Prévention, isolement et vaccination : les trois pistes du docteur Mbala pour lutter contre la mpox
Les États-Unis ont promis 50.000 doses, tandis que le Japon a signé, ce 19 août, avec les autorités congolaises pour 3,5 millions de doses, uniquement pour les enfants. Sur place en RDC, les autorités sanitaires restent prudentes et continuent de surveiller de près la situation.
Suivez notre entretien avec le professeur Placide Mbala, chef de département d’épidémiologie et santé globale à l’Institut national de recherche biomédicale (INRB).
Retranscription de l'interview
DW : Professeur Mbala, que pouvez-vous nous dire sur le mode de transmission actuelle de mpox?
Professeur Placide Mbala : Au départ, ce que nous savions du mpox, c’est qu’il y a beaucoup plus de transmission entre le monde animal et l'homme et très peu de transmission secondaire, c'est-à dire de l'homme aux autres humains.

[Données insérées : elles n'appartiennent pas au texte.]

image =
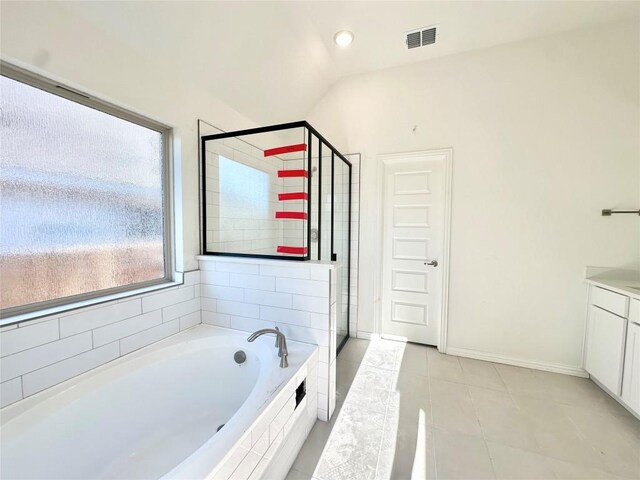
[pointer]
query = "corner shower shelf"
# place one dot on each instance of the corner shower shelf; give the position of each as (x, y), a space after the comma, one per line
(292, 215)
(301, 147)
(292, 173)
(293, 196)
(292, 250)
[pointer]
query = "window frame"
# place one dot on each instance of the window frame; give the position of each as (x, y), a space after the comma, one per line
(55, 306)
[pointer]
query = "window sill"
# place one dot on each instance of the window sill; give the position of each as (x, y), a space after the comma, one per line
(65, 309)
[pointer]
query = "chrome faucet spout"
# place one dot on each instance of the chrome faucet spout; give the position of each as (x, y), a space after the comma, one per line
(281, 343)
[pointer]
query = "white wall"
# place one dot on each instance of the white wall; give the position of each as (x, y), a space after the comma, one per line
(52, 40)
(545, 134)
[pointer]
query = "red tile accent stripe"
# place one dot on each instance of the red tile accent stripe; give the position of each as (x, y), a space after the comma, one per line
(292, 215)
(292, 173)
(301, 147)
(293, 250)
(293, 196)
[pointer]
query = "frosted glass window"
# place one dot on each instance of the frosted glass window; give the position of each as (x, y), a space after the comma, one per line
(244, 191)
(81, 199)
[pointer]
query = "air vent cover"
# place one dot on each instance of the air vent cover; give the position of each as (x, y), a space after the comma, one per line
(421, 37)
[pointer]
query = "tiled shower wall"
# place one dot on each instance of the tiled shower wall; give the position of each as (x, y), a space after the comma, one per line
(41, 353)
(297, 297)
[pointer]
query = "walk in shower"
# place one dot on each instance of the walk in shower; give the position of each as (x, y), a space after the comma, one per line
(278, 192)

La transmission d’hommes à hommes se fait essentiellement par contact direct avec la personne malade, en touchant les lésions et les autres matériels souillés par le liquide corporel de la personne malade ou encore en manipulant les animaux malades en forêt.
Depuis 2023, on a vu qu'il y avait des cas que nous avons identifiés de transmission sexuelle. D'abord, il y a eu un petit groupe de MSM (Men having sex with men, NDLR) et ensuite, il y a eu des cas de transmission sexuelle que nous avons identifiés dans la partie est de notre pays. Et ce variant ou cette souche que nous avons appelé le clade 1B semble être adapté à une transmission humaine et qui se propage facilement par voie sexuelle. Et c'est cette même souche qui se propage maintenant vers le Nord-Kivu et d’autres pays voisins, dans la partie Est.
DW : La Belgique, le Japon et même les Etats-Unis ont prévu d'envoyer un certain lot de vaccins en République démocratique du Congo. Quand est-ce que les premiers lots vont arriver ? Que prévoyez vous en termes de sensibilisation à la vaccination pour les populations ?
Professeur Placide Mbala : On ne sait pas exactement quand est ce que les vaccins pourront arriver, mais il y a effectivement une volonté de pouvoir fournir ces vaccins pour la République démocratique du Congo. Il y a un plan de vaccination qui existe et c'est un plan qui est dynamique. Au vu de l'évolution de l'épidémie, cela dépendra de la quantité de vaccins qui sera disponible. On pourra également voir quelles sont les provinces et les populations à prioriser.
DW : Et si vous deviez faire des recommandations aujourd'hui aux populations de RDC et hors des frontières de RDC? Quels seraient les trois points principaux sur lesquels vous mettriez l'accent?
Professeur Placide Mbala : Premièrement, nous savons que c'est une maladie qui est zoonotique. Pour ceux qui sont dans les régions forestières, il faudra éviter de manipuler les animaux malades ou les animaux morts en forêt, surtout si on ne sait pas de quoi ils sont morts.
Deuxièmement, l'isolement des personnes qui sont malades pour éviter tout contact direct.
Et troisièmement, c'est essentiellement la vaccination. Parce qu’il faut noter que le mpox et la variole sont deux maladies qui sont causées par des virus de même genre, de même famille. Dans ce genre, il y a ce qu'on appelle l'immunité croisée. Par exemple, pour la variole, on a utilisé la vaccine, qui est également un virus du même genre pour pouvoir immuniser contre la variole. Et cette même vaccine qui immunise contre la variole, immunise également contre le mpox, pratiquement à plus de 85 % à peu près. Donc, les personnes vaccinées contre la variole sont, si je peux dire, pratiquement immunisées également contre le mpox.
DW : Par rapport à ce qui se passe aujourd'hui avec le mpox. Est-ce qu'on pourrait se retrouver dans le même type de scénarios que pendant la Covid 19 , c'est-à dire confiner les populations, fermer les frontières de manière à pouvoir circonscrire la maladie et endiguer la propagation du virus ?
Professeur Placide Mbala : Le virus ne se transmet pas comme la Covid, par l'air. Je ne pense pas que ça pourra aider à contenir l'épidémie. Parce que si jamais il y a par exemple des cas bénins avec des lésions seulement localisées au niveau de la région génitale, comment allez-vous détecter ces cas? Je pense qu'il faut une coordination internationale régionale pour aider à mieux détecter, à mettre en place des moyens de prévention et aussi de moyens de prise en charge adéquats.